Wednesday, November 28, 2012

a few more flakes. (the snow kind)

My last class of 5th graders for the week finished up by giant bag of packing pnuts today.

These are some of the more interesting creations:)

 I like how tall this kid got. This is the same guy that on his octopus sketches, labeled his favorite with a "ftw". (for the win:)

 What was the inspiration for this one???

 Why, a hotdog, ketchup, and mustard bottles. Love it.

 This guy went all out. Going from snowflake to complete igloo.

He still started with the basic snowflake shape:)

Tuesday, November 27, 2012

styro snow.

Bit of a different week around here. Parent conferences are going on, so we are not meeting with classes like we normally do. I have 3 fifth grade classes this week for a shorter than usual time. I decided to do a low impact, read low mess, sculpture project.

I have used starch packing pnuts for projects before. Usually they are colored and go by the brand name Stik-its. For this project we used plain ol' packing pnuts.

At the beginning of the lesson we talked about symmetry in art and how it could occur in different directions in a shape or form. I drew a simple snowflake (vertical, horizontal, 2 diagonals) to model this on the whiteboard. I then told the classes that was what we would make today.

Huh? A snowflake? Cool. Um, okay... Were some of the student responses to this. I showed them how the pieces would stick together with a little water.

We all started out making the basic snowflake shape. After that I stressed that it was up to them to make their snowflake unique like snowflakes are. The could build up, out, across... I reminded them to focus on creating symmetry in whatever they made.

The students did a great job with the project. There was certainly a lot of variety in shape and form.

The fifth grade groups are the most social of my grades, and they did a fantastic job keeping things "chill" in the room as they built their pieces. I plan on selecting a number of them to display in the school office for the month of December.

Beauty, Clark:)

Monday, November 19, 2012

surf's up!

This is the lesson I did with the 3rd grade classes before the light motion project.

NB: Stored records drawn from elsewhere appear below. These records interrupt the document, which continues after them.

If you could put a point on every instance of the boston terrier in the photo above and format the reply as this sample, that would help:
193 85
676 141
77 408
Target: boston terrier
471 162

Heather Brown is a painter and printmaker who lives on the North Shore of Oahu. She loves being in, on, and around the water. These are the things she makes her art about. Her work reminds me of stained glass windows, with her use of bold, bright colors and thick contour lines. 

I shared a few of her paintings with the students. We revisited 3d space in art and how Heather creates in with size, overlapping, and color value changes. We then talked about how she creates movement in her work. All the kids agreed that the waves looked like they were moving and not standing still. I got a   lot of wave hand gestures and air spirals when kids were describing why Heather's waves looked like they were moving. That was great because she does create movement by simply using curved and wavy lines. She also does it by the position of the waves. They won't be staying in that position for more than a split second. 

We also looked at Heather's color usage. She uses lighter colors and darker colors to give the waves some volume, as well as to give her scenes some 3d depth. The 3rd graders had created light and dark versions of colors in their first two projects, but they did it through changing hand pressure. Students in each class were able to tell me that in order to do it with tempera paint, they would have to use more or less water.

We drew out our waves together. I did several different seascapes with the classes. Most were based directly on Heather's paintings and a couple were different compositionally, but used her vocabulary of shape, line, and color.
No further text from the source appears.